Background:
One way to "prove" that $1+2+3+\dots=-\frac{1}{12}$ is to define the function $f(z)=\sum_{n=0}^\infty \frac{1}{n^z}$ for $z\in\mathbb C, \operatorname{Re}(z)>1,$ then define $\zeta(z)$ as the analytic continuation of $f$ to all of $\mathbb C$, and then show that $\zeta(-1)=-\frac{1}{12}$. Naively replacing the terms in the sum defining $f$ with $z=-1$ suggests that $1+2+3+\dots=-\frac{1}{12}$.
I am curious whether this general idea could be used to rigorously define sums of divergent series. Given a formal series such as $1+2+3+\dots$, could one define the sum to be the analytic continuation of any function definable somewhere in $\mathbb C$ using a summation formula that reproduces this sum somewhere else?
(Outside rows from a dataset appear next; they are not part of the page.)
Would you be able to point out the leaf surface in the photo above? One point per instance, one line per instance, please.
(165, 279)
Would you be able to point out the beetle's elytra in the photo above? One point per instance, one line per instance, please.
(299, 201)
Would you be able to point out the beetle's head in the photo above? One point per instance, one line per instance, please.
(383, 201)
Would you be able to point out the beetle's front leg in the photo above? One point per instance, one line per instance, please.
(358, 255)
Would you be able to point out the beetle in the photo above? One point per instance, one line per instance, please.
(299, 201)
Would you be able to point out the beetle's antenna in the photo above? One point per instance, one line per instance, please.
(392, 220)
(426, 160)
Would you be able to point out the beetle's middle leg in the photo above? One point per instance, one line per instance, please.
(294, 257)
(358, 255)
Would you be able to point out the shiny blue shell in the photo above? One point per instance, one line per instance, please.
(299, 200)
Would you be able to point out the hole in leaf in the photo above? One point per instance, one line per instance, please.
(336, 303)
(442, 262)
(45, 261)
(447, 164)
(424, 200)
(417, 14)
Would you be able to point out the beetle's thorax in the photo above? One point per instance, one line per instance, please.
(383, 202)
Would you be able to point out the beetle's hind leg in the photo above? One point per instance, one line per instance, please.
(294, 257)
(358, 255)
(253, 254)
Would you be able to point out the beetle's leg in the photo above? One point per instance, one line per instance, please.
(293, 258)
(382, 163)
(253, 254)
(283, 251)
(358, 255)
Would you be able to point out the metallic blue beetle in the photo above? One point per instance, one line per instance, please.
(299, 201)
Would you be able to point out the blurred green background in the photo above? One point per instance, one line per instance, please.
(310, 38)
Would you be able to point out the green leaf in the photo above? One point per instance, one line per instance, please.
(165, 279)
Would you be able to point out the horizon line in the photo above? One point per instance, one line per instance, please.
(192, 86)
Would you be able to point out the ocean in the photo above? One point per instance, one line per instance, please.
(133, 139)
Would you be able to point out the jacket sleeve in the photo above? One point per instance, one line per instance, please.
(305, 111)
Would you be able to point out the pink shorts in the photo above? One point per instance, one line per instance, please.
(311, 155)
Would such a definition lead to a unique answer?
Question:
Let $\{a_n\}_{n\in\mathbb N_0}$ be a family of functions $a_n:\mathbb C\to\mathbb C,z\mapsto a_n(z)$ such that:
- $a_n(z_0)=n$ for all $n\in\mathbb N_0$ and for some $z_0\in\mathbb C$,
- $f(z):=\sum_{n=0}^\infty a_n(z)$ is well defined on some open subset $A\subset\mathbb C$.
Let $g$ be the analytic continuation of $f$ to the rest of $\mathbb C$. Must $g(z_0)=-\frac{1}{12}$?